In some ways, Louisiana’s jungle primary system is great in that we get all our stuff done in 30 days, unlike the other states that have party primaries and political battles that get dragged on for months after a primary. The downside is that with all the excitement going on in Georgia, Kentucky, Iowa and other places, we get overlooked this summer. However, the battle here has stakes that are just as high… if not higher.
With the rolling average from Real Clear Politics showing Bill Cassidy up 2.2+ points in polling in a run-off scenario and the Southern Media and Opinion Research poll showing her only up over Cassidy by 1 point in the all-in primary scenario, Mary Landrieu’s prospects look rather dim. It’s no wonder, then, that she brought in the one person who helped the most in getting her elected originally.
Moon Landrieu was very popular in the state, having been a New Orleans mayor and a court of appeals judge in Louisiana afterward.
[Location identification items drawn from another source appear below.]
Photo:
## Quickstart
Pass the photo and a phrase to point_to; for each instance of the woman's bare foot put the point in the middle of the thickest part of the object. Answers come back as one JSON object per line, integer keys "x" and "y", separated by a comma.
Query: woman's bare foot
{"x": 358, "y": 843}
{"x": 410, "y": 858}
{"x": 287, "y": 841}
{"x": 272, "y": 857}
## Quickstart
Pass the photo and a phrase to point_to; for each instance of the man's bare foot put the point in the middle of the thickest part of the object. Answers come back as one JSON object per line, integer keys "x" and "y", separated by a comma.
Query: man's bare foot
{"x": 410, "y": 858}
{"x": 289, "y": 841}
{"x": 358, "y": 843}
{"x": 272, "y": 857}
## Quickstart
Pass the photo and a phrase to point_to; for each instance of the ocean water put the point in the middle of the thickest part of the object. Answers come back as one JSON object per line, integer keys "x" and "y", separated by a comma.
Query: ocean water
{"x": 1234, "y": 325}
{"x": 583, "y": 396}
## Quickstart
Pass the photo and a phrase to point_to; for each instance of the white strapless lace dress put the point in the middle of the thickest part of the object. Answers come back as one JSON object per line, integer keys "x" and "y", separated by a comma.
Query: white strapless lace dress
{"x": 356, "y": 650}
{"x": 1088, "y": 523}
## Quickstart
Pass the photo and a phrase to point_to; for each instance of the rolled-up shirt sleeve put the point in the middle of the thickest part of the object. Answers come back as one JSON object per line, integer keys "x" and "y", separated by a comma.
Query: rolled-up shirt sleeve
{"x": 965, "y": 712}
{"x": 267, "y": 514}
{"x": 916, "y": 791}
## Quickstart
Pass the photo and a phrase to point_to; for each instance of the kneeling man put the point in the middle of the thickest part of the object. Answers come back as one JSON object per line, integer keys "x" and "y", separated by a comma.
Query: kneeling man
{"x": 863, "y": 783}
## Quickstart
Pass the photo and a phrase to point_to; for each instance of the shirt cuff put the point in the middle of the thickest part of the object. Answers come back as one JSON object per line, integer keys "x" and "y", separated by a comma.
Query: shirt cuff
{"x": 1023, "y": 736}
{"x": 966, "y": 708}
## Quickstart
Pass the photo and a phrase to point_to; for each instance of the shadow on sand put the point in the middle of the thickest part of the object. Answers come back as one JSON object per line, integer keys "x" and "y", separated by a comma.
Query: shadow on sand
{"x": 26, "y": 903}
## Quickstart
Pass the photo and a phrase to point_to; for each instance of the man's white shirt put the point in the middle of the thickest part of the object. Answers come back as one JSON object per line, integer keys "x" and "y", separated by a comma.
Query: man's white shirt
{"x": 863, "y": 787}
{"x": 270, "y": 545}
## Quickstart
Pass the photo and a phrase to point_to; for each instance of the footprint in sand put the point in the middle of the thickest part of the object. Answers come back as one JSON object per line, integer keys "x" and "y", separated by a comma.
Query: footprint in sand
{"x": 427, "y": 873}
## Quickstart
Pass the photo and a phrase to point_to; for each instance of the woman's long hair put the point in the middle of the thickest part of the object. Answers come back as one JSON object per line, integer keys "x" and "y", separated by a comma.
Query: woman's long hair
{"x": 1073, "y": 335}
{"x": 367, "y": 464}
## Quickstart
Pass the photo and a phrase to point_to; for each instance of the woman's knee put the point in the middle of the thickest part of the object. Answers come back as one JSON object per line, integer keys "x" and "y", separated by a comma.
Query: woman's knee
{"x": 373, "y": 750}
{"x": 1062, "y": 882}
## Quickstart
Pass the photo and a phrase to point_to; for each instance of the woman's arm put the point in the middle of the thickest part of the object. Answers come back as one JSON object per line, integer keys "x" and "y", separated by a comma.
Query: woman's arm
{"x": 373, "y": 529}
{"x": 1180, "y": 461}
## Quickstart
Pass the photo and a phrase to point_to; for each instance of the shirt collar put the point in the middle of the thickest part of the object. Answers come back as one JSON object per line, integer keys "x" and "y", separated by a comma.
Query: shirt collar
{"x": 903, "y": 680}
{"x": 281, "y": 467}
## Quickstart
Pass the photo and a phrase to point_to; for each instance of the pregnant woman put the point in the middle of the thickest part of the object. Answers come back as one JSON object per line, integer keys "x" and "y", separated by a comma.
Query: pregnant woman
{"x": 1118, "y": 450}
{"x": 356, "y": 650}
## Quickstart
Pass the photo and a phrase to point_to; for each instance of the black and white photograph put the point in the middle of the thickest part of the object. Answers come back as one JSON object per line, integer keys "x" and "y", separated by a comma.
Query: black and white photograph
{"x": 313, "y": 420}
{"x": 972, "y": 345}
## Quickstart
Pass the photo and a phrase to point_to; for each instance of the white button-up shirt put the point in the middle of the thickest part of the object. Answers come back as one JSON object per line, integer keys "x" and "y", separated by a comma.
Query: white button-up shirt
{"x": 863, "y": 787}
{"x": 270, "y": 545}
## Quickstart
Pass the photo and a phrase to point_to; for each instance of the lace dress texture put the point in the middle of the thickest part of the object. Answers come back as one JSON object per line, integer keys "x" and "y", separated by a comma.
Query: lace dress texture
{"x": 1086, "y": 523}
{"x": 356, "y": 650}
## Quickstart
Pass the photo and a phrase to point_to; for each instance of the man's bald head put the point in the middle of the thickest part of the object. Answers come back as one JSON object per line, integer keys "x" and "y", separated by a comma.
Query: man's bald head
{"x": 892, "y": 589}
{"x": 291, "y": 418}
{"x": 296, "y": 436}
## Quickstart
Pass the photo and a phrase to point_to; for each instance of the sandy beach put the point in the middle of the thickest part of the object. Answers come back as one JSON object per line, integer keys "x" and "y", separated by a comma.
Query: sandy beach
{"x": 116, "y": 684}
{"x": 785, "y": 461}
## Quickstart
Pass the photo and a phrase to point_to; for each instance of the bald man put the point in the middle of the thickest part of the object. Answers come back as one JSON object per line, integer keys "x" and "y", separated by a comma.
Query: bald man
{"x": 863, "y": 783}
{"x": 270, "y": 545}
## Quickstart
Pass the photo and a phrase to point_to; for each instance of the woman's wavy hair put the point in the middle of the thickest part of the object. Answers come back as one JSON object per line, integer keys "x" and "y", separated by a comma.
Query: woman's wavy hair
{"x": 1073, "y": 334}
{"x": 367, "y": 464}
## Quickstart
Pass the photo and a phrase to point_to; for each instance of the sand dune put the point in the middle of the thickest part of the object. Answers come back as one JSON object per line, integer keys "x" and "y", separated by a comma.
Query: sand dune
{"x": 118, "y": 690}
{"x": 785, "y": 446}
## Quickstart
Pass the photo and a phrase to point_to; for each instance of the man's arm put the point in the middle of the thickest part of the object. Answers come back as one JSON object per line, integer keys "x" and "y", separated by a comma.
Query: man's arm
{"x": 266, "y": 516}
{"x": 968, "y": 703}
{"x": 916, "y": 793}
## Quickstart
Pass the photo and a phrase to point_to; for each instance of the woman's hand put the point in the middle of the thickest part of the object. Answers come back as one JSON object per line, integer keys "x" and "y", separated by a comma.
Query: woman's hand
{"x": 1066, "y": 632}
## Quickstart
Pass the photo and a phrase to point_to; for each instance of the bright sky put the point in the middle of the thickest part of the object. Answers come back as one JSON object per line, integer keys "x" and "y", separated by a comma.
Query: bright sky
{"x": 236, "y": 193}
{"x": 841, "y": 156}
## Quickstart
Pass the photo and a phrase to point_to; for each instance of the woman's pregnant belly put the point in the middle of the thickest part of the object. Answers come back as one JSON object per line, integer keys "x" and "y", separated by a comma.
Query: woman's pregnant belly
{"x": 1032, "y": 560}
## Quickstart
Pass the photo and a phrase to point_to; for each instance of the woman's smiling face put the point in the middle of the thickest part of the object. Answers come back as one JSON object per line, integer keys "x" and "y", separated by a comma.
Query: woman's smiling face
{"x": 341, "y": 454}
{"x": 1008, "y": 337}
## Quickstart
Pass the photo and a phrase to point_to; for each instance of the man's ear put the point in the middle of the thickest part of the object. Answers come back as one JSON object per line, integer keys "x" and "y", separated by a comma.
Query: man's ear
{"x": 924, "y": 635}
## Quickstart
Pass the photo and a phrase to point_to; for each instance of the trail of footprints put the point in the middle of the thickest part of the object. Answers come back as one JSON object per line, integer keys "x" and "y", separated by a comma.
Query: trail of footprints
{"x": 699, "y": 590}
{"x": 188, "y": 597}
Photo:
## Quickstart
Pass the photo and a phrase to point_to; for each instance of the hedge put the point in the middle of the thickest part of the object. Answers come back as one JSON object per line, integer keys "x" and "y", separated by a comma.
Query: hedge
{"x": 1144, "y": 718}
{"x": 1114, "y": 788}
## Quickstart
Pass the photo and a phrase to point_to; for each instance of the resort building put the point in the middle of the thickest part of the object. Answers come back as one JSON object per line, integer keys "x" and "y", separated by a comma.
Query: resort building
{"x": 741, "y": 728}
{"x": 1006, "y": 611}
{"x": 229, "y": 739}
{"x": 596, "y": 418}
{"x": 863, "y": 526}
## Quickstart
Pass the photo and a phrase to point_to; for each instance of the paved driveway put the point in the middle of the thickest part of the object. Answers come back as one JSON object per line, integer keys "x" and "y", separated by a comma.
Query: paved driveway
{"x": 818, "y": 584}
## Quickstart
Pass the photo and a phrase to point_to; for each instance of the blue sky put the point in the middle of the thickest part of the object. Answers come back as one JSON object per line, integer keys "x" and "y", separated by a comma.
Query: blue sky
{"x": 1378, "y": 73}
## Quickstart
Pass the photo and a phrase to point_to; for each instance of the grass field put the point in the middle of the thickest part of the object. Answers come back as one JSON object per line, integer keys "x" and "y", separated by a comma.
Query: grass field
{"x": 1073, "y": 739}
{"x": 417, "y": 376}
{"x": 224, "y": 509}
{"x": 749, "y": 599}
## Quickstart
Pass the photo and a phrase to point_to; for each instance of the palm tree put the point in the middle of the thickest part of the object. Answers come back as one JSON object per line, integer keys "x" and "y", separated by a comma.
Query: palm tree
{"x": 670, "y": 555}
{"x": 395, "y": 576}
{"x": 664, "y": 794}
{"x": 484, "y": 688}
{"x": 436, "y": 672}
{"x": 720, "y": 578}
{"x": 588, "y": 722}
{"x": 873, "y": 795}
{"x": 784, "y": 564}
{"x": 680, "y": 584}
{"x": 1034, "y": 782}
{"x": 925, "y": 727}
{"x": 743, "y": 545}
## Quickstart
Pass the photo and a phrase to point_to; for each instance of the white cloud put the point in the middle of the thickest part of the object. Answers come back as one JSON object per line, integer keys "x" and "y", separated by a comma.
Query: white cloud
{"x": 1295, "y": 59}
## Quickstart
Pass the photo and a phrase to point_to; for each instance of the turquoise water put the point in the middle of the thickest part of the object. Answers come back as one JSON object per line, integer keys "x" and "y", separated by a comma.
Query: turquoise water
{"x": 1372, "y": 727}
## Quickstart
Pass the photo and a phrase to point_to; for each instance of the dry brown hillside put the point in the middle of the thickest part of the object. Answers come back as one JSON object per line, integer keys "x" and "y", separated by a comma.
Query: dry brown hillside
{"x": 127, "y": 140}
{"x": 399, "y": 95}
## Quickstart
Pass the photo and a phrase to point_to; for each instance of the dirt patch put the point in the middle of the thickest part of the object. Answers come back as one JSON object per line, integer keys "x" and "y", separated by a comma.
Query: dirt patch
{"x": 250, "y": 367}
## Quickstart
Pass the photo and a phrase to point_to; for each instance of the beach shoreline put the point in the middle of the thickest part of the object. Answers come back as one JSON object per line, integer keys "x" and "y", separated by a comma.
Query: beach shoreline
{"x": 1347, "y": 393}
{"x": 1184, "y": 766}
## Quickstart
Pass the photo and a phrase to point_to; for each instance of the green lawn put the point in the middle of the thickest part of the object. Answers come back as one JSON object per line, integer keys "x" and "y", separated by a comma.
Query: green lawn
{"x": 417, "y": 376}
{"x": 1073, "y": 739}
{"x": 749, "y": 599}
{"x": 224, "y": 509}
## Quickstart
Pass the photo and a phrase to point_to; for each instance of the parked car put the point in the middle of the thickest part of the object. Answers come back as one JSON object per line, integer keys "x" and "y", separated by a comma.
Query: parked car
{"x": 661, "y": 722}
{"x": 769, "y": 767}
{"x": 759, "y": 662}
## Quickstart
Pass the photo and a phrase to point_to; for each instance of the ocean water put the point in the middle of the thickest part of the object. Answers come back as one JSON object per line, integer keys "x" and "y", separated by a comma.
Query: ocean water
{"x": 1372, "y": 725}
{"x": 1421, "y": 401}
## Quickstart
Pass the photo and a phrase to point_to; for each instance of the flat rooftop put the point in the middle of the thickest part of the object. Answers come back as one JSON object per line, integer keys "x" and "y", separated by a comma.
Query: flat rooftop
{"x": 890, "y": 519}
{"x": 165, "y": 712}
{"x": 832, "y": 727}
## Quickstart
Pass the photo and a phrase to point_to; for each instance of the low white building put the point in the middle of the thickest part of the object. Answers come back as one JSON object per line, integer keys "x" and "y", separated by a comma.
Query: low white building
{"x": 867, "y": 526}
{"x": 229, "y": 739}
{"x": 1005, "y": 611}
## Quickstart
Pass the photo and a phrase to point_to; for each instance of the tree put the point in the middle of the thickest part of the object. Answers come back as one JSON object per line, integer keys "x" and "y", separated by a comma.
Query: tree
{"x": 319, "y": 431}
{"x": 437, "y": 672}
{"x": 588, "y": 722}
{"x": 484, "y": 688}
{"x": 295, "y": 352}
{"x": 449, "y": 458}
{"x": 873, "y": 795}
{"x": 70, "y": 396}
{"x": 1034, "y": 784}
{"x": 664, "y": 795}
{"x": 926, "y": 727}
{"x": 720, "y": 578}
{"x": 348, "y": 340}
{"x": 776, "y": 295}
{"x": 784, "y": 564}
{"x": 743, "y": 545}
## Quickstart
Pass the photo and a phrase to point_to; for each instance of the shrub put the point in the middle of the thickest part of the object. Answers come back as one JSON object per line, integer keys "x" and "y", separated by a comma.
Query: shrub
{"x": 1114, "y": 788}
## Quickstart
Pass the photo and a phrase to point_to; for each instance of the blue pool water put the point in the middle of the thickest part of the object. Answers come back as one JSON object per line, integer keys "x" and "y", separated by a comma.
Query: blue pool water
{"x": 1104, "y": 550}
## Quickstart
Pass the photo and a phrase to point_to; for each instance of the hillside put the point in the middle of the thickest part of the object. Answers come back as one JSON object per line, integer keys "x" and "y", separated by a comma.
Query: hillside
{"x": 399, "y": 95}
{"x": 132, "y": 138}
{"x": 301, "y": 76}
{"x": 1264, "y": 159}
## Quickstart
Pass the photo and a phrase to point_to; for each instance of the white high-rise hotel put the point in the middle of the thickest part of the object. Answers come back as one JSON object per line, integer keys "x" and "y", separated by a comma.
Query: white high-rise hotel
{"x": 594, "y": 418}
She ran on his name and won in her first Senate race by less than 6,000 votes. “Landrieu” is just one of those names that means something in Louisiana politics. Her brother, after all, followed in her father’s footsteps and is currently mayor of New Orleans (as well as debating a gubernatorial run).
“When you have nine children you’re bound to have one who’s hard headed,” says Moon Landrieu, 83, the former mayor of New Orleans, federal housing secretary and appellate judge.
“Dad, you’re one to talk,” replies Mary Landrieu, 58, a Democrat, who faces a tough re-election battle for a 4th Senate term.
The ad features the father and daughter engaging in casual banter in the living room of the family’s New Orleans home.
Moon Landrieu says in the 30-second ad that “I know how BP felt when Mary fought to get billions for Louisiana,” and how she “took on the president” to try and get the Keystone XL Pipeline approved.
Mary cannot run on the deeply unpopular Affordable Care Act, so she chooses to run on the Keystone XL Pipeline and her chairperson spot on the Senate Energy Committee. She would lead you to believe that it is a very influential spot in the Senate and a boon for Louisiana… except for two things: She’s apparently NOT influential enough to get a clean floor vote on the KXL pipeline and she voted for the natural-gas-hating Rhea Suh.
It’s almost fitting that in a race where Mary could lose her seat, she would go out the same way she came in. On her dad’s name. You know, since she can’t honestly run on much else.
My usual caveat when it comes to Landrieu: Never, ever underestimate a Landrieu in a tight situation.